Sur l'architecture technique et les mesures de sécurité et de traçabilité :
Le traitement GIPI est hébergé dans les locaux de la direction opérationnelle des services techniques et logistiques (DOSTL) de la préfecture de police et les serveurs d'application sont gérés par un administrateur de serveur de cette entité. La sécurisation des échanges réseaux est garantie par l'utilisation du réseau privé de la police RGT et le recours à un chiffrement HTTPS pour les échanges internes. Le réseau comporte également des sécurités contre les intrusions.
La sécurité physique du local est garantie par l'utilisation de badges et une politique de sécurité des systèmes d'information est mise en place par la DCPAF et suivie par la DDPAF de Roissy. Cette PSSI couvre notamment la procédure de destruction des données.

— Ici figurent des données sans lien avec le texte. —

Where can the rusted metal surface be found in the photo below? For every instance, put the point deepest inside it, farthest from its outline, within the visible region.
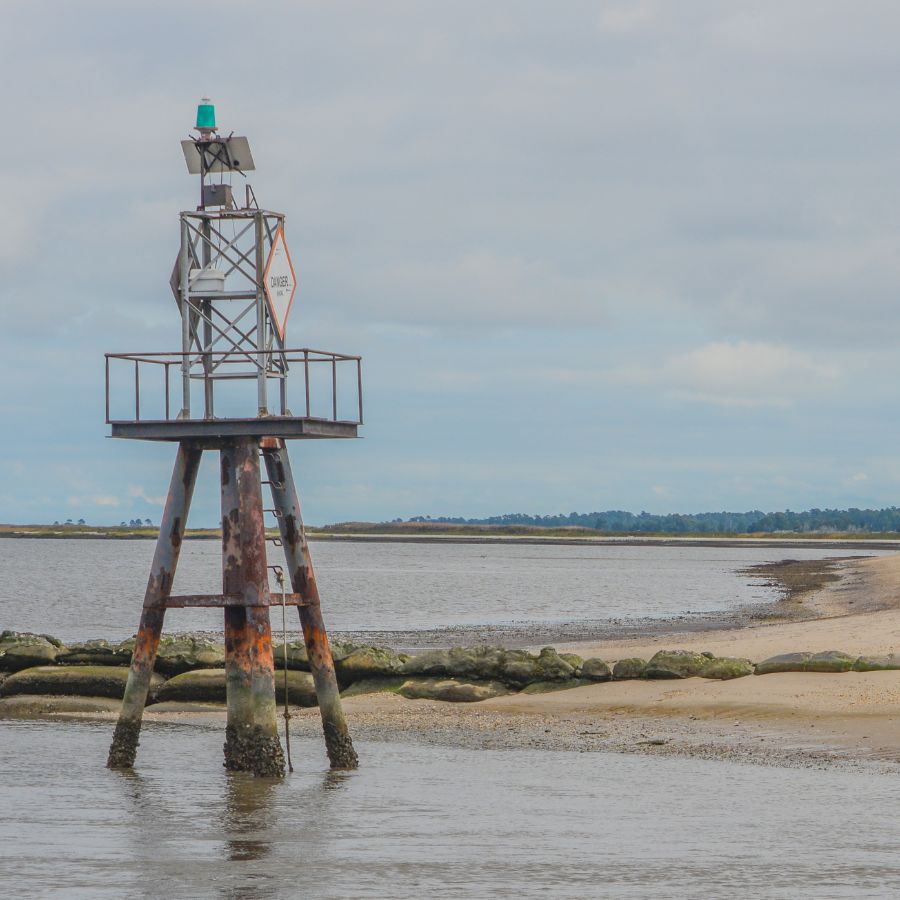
(165, 560)
(251, 734)
(148, 379)
(303, 580)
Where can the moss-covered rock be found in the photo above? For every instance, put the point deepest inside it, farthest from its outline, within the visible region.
(549, 687)
(630, 668)
(42, 706)
(368, 662)
(675, 664)
(208, 686)
(595, 669)
(451, 690)
(830, 661)
(550, 666)
(574, 660)
(297, 656)
(877, 663)
(827, 661)
(23, 650)
(183, 653)
(513, 667)
(97, 653)
(724, 668)
(374, 686)
(85, 681)
(783, 662)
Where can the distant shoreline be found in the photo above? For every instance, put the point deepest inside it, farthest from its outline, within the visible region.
(493, 536)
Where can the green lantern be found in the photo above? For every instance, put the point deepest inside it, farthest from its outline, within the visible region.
(206, 115)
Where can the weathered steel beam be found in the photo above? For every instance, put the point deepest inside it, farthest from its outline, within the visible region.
(251, 742)
(303, 580)
(165, 559)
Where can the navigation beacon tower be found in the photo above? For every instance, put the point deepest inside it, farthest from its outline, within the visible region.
(234, 284)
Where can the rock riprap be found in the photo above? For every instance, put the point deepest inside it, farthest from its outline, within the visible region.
(368, 662)
(595, 670)
(451, 690)
(208, 686)
(629, 669)
(97, 653)
(827, 661)
(877, 663)
(676, 664)
(85, 681)
(724, 668)
(515, 668)
(22, 650)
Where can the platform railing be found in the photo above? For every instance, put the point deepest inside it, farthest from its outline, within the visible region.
(132, 375)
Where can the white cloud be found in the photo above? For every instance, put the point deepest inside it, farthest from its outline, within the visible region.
(104, 500)
(139, 493)
(744, 373)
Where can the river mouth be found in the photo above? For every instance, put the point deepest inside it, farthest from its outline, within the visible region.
(418, 820)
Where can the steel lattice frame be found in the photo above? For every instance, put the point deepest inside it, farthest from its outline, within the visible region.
(234, 324)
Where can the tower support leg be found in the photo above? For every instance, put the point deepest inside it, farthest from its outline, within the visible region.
(303, 581)
(125, 740)
(251, 735)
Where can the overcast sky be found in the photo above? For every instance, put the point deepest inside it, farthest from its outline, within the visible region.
(639, 255)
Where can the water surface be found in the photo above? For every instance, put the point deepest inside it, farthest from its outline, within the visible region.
(418, 821)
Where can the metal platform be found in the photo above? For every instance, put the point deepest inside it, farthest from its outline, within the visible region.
(208, 431)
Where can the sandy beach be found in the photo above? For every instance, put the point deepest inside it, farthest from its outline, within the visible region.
(793, 719)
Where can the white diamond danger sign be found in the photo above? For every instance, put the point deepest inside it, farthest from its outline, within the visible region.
(279, 282)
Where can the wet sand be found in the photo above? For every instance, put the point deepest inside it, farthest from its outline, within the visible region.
(792, 719)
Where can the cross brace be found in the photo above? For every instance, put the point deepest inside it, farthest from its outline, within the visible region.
(251, 734)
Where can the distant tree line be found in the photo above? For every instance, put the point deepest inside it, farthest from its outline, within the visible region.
(617, 520)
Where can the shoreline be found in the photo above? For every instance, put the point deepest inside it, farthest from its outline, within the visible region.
(767, 541)
(802, 719)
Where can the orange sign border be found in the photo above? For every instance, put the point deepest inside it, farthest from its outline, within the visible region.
(280, 329)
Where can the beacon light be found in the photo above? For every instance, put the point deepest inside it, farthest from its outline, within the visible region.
(206, 115)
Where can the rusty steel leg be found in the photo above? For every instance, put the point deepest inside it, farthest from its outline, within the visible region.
(251, 743)
(303, 580)
(171, 531)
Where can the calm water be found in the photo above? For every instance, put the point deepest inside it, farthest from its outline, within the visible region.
(79, 589)
(419, 821)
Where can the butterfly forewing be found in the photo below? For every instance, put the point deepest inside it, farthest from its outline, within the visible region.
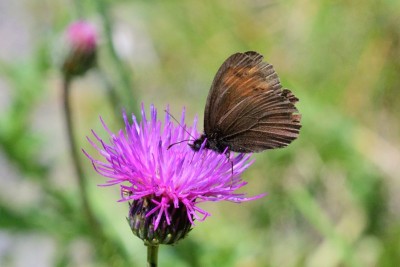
(246, 108)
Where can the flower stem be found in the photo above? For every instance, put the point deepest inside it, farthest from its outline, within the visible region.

Les mesures d'authentification sont fondées sur des mots de passe complexes mêlant minuscules, majuscules et caractères spéciaux et renouvelés tous les quatre-vingt-dix jours.
Si ces mesures de sécurité apparaissent satisfaisantes au regard des exigences de l'article 34 de la loi du 6 janvier 1978 modifiée, la commission rappelle néanmoins qu'elle avait demandé, pour le traitement FNAD, le chiffrement des données des modules de l'application, afin de s'assurer d'une meilleure confidentialité des informations. Elle réitère donc sa demande de voir les données à caractère personnel du traitement GIPI stockées sous une forme chiffrée.

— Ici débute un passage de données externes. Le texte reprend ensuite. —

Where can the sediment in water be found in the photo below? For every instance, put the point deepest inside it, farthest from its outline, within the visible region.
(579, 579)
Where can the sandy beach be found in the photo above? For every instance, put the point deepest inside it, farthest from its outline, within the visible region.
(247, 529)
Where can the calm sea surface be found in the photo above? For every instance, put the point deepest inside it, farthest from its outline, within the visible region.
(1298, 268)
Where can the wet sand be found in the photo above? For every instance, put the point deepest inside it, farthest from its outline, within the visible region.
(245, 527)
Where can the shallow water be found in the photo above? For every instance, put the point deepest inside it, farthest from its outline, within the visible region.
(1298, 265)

En ce qui concerne la traçabilité appliquée au traitement, les consultations font l'objet d'une mesure de traçabilité comprenant l'identification du consultant, la date, l'heure et la nature de la consultation. La commission rappelle que cette traçabilité est assurée pour toutes les opérations effectuées dans le système, notamment les actions de création, de modification et de suppression.
En revanche, la durée de conservation de ces données de traçabilité, fixée à cinq ans, semble disproportionnée au regard de la durée de conservation des données personnelles, fixée à trois mois après la clôture du dossier. En particulier, la commission rappelle qu'il faut s'assurer qu'il n'est pas possible, en consultant les journaux de traçabilité, de déterminer la présence passée d'une personne dans GIPI au-delà de la période de trois mois après clôture.

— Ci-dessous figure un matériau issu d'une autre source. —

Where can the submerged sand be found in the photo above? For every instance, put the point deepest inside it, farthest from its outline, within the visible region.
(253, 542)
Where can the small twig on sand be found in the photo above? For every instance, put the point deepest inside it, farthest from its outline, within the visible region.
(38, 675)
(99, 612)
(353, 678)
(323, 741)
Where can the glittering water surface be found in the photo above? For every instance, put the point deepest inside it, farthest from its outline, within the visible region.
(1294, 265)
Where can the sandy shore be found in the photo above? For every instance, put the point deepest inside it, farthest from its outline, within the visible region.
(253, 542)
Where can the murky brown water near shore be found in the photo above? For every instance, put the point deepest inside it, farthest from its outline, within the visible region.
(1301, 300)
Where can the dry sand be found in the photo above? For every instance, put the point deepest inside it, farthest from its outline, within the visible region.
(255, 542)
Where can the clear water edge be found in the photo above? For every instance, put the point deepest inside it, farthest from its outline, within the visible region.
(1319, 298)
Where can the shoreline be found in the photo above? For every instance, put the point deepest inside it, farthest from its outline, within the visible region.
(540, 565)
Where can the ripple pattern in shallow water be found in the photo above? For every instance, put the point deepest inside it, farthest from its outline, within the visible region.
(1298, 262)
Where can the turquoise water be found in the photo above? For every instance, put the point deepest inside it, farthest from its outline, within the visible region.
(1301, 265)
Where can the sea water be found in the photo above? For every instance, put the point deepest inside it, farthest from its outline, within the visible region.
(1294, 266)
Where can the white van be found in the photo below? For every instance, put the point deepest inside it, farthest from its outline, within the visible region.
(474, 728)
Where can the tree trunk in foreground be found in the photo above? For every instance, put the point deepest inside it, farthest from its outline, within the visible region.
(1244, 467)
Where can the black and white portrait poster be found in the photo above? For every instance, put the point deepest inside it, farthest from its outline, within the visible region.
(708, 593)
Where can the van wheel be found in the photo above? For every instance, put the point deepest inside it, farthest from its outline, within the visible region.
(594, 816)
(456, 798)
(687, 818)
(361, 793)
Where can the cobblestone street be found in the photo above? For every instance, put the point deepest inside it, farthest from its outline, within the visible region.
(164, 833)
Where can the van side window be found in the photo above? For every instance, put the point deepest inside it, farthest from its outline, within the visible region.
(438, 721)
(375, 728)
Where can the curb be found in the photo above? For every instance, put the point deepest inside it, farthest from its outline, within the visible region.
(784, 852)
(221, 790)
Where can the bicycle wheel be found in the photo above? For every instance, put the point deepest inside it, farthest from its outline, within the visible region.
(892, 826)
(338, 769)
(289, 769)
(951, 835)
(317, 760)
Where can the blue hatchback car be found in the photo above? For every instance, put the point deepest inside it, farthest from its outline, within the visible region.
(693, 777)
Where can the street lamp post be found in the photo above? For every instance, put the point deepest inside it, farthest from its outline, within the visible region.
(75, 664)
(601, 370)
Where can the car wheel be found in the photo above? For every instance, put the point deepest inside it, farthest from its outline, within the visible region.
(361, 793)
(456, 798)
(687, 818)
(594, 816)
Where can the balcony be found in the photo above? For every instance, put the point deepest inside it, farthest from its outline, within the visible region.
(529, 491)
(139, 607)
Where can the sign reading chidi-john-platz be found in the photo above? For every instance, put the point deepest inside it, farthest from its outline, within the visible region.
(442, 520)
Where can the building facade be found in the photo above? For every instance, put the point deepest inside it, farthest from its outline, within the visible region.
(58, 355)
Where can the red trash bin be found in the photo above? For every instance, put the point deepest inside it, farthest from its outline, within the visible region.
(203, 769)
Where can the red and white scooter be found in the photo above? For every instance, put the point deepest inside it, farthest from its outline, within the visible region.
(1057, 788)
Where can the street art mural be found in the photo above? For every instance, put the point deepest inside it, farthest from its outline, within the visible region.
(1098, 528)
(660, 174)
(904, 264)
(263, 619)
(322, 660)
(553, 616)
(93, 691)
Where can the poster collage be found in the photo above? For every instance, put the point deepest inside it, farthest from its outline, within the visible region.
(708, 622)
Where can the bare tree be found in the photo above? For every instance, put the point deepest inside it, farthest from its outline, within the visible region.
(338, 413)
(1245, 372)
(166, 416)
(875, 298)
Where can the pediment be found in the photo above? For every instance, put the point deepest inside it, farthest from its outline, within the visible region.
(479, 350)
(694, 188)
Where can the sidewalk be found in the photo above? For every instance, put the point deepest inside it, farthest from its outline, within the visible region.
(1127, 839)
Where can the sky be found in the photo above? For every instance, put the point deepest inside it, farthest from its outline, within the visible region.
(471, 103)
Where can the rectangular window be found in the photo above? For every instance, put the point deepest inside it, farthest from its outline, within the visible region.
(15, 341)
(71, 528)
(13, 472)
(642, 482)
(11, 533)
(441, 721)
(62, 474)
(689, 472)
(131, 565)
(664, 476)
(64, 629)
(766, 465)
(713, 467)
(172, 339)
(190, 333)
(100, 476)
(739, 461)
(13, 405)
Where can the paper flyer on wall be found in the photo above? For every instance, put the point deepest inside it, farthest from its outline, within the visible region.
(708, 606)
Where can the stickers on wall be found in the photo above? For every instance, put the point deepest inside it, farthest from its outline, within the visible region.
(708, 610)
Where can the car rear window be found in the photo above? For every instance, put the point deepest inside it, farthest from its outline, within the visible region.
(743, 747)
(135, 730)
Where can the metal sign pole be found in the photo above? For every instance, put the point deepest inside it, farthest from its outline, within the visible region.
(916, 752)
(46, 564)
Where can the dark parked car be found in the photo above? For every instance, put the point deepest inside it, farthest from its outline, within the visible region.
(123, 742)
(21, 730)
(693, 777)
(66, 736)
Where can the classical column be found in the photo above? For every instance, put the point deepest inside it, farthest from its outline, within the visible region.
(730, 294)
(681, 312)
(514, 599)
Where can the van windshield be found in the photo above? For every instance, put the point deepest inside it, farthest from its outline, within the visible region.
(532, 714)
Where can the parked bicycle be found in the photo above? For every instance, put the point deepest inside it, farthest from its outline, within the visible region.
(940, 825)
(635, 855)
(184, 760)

Enfin, concernant l'infocentre permettant la constitution d'une copie « anonymisée » de la base GIPI à des fins statistiques, la commission relève que cette anonymisation devait être réalisée par export des données de la base sous format Excel vers un poste de travail et par suppression manuelle des données à caractère personnel concernées. Or, le stockage, même temporaire, sur un poste de travail introduit de nouveaux risques relatifs à la durée de conservation (par exemple si le fichier extrait est laissé sur ce poste de travail) et à la traçabilité des actions (une fois le fichier extrait, les mécanismes de traçabilité associés à l'application ne sont plus effectifs).
C'est pourquoi la commission prend acte que le ministère s'engage finalement à prévoir une extraction automatique des données anonymes destinées à l'analyse statistique depuis la base GIPI.